Find all functions $f$ such that $f(xf(y)+y)+f(xy+x)=f(x+y)+2xy$.

Question

I know that $f(x)=x$ and f(x)=-2x are solutions to this functional equation and I doubt there are any other solutions but I'm not entirely sure.
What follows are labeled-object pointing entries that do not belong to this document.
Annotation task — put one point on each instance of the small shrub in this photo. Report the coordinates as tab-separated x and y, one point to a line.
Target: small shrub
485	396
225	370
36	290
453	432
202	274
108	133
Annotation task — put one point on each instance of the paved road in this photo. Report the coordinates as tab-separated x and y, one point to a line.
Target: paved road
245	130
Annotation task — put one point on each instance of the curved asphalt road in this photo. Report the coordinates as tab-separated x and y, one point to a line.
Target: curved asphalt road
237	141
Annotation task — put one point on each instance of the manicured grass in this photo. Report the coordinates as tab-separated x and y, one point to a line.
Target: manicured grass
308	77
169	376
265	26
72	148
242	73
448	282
Also I don't really know how to prove that if $f$ is a solution to this equation, then $f$ must be a linear function.

Answer 1

Suppose $f(a) = 1$ for some $a$ (i will show the existence of $a$ in the end), note that $a \neq 0$ since plugging $x = 0$ in the original equation gives $f(0) = 0$.
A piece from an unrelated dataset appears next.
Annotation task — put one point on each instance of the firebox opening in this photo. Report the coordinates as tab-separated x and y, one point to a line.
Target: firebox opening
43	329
Plug $y = a$ in the original equation to obtain:

$$f(x+a)+f(xa+x)=f(x+a)+2xa $$ equivalently: $$f(x(a + 1))=2xa, \text{ or just: } f(x) = x\frac{2a}{a + 1}$$ Here $a\neq -1$ because otherwise we arrive at $f(0) = 2xa \neq 0$.
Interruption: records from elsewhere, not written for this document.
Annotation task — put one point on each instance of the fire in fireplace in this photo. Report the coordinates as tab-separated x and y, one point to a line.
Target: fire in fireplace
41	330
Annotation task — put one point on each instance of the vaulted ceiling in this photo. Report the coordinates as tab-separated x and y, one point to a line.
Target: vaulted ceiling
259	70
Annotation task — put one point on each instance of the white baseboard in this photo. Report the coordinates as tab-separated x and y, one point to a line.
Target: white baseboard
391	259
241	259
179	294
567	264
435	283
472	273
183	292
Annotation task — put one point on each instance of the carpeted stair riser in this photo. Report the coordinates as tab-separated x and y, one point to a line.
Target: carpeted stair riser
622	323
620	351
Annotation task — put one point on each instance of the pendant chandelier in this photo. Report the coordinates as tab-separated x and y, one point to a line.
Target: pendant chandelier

Setting $x = a$ gives: $$ 1 = f(a) = \frac{2a^2}{a + 1}$$ It follows that $a = 1$ or $a = -\frac{1}{2}$, which gives $f(x) = x$ or $f(x) = -2x$, exactly as you wanted.

Proof, that there exists $a$ such that $f(a) = 1$:

Put $x = 1$ to obtain: $f(f(y)+y)=2y$.

I conclude that $a = f(\frac{1}{2}) + \frac{1}{2}$ perfectly fits.